Editor, Naples Daily News:
In 1968 I was 26 years old. Richard Nixon was president and I thought he was the most evil man on the planet. The Vietnam War was escalating and I knew the evil of war.
Because I was a veteran, I felt I had extra reason to oppose an unjust war. I joined the Vietnam Veterans Against the War (yeah, John Kerry's group) and actively resisted the war effort.
By 1974 my generation had run Nixon out of office and ended the war by citizen action. Our troops were home. I was among many who felt very proud and self-righteous about our victory over evil.

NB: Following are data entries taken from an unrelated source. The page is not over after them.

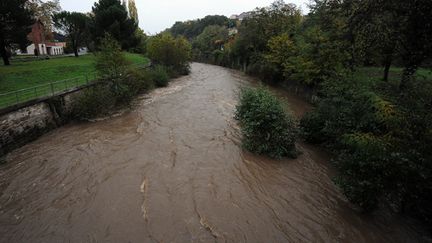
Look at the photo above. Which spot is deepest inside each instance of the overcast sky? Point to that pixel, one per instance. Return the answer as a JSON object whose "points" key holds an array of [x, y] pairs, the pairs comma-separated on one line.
{"points": [[157, 15]]}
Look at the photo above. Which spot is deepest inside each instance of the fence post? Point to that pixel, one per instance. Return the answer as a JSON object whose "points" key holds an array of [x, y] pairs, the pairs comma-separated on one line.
{"points": [[52, 89]]}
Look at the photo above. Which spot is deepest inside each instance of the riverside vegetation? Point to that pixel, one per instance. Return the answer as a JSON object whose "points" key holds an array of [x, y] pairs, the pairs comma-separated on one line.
{"points": [[267, 127], [119, 82], [368, 63]]}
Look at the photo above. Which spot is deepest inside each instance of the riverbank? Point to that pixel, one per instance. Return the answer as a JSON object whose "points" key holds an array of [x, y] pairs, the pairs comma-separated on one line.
{"points": [[172, 169]]}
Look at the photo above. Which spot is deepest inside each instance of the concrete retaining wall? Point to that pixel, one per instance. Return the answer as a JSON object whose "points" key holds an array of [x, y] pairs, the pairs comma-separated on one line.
{"points": [[25, 122]]}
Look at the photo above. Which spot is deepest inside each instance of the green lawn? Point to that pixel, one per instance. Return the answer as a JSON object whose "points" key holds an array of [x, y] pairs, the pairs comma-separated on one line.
{"points": [[375, 74], [35, 76]]}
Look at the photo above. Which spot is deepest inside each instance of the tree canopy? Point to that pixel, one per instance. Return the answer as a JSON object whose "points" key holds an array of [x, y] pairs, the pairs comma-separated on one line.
{"points": [[111, 16], [16, 19], [74, 25]]}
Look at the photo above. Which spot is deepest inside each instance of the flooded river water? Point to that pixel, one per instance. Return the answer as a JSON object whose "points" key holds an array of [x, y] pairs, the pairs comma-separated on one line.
{"points": [[172, 170]]}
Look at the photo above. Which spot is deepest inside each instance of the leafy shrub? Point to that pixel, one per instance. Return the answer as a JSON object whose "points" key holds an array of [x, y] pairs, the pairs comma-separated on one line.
{"points": [[139, 80], [160, 76], [111, 63], [175, 53], [361, 164], [267, 127], [93, 101], [382, 143]]}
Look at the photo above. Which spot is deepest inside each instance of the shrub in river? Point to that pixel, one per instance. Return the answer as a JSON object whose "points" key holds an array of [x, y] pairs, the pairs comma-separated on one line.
{"points": [[160, 76], [139, 80], [93, 101], [172, 52], [267, 128]]}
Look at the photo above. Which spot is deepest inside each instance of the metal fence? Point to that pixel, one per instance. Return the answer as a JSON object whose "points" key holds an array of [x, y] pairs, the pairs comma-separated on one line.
{"points": [[50, 89]]}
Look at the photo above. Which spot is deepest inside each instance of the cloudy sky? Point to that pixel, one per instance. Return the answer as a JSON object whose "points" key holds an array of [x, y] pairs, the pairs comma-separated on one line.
{"points": [[157, 15]]}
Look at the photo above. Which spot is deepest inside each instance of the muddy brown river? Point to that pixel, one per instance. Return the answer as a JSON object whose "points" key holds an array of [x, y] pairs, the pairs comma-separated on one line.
{"points": [[172, 170]]}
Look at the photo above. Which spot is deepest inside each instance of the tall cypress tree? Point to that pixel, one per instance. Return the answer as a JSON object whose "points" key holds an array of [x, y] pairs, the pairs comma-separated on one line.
{"points": [[111, 16]]}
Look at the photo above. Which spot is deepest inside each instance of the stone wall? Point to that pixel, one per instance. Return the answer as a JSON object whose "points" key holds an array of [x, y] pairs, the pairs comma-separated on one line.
{"points": [[26, 122]]}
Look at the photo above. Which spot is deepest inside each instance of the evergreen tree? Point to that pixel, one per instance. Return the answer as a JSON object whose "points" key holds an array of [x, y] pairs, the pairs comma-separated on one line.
{"points": [[111, 16]]}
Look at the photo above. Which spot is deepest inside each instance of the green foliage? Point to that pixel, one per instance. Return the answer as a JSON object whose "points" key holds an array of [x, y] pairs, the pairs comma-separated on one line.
{"points": [[212, 38], [160, 76], [74, 25], [110, 16], [15, 23], [117, 85], [171, 52], [111, 63], [139, 80], [94, 101], [267, 127], [191, 29], [382, 141]]}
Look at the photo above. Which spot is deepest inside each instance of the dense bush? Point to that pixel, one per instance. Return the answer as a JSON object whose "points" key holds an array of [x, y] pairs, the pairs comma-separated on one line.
{"points": [[117, 83], [139, 80], [382, 142], [160, 76], [267, 127], [93, 101], [174, 53]]}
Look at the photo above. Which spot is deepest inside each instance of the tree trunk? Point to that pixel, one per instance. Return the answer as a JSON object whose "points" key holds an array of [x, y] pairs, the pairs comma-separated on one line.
{"points": [[387, 65], [4, 55], [407, 75], [75, 47]]}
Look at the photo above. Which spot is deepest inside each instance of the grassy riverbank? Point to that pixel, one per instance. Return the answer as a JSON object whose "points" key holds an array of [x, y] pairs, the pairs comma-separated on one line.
{"points": [[21, 75]]}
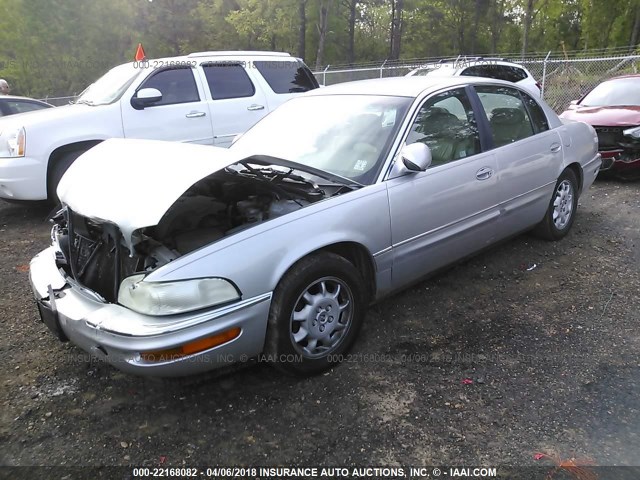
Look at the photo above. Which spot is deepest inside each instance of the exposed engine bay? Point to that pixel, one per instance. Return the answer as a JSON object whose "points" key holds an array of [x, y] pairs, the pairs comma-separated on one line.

We were horribly, tragically wrong!
The withdrawal of U.S. troops allowed the communist government of North Vietnam to kill hundreds of thousands of people. When the communists finished that slaughter, they had a strong enough position to overthrow the government in next door Cambodia. In 1975 Phnom Penh fell under the control of the communist guerrilla group led by Pol Pot. In less than four years' time an estimated 2 million Cambodians died by execution in the "Killing Fields." Almost every Cambodian family lost at least one relative during this most gruesome holocaust.
Good men did nothing and evil triumphed because much of America, like me and my buddies, were too young, idealistic, ignorant or naive to understand what was happening.
What evil awaits us if we do nothing about evils inflicted on others? Apathy is evil.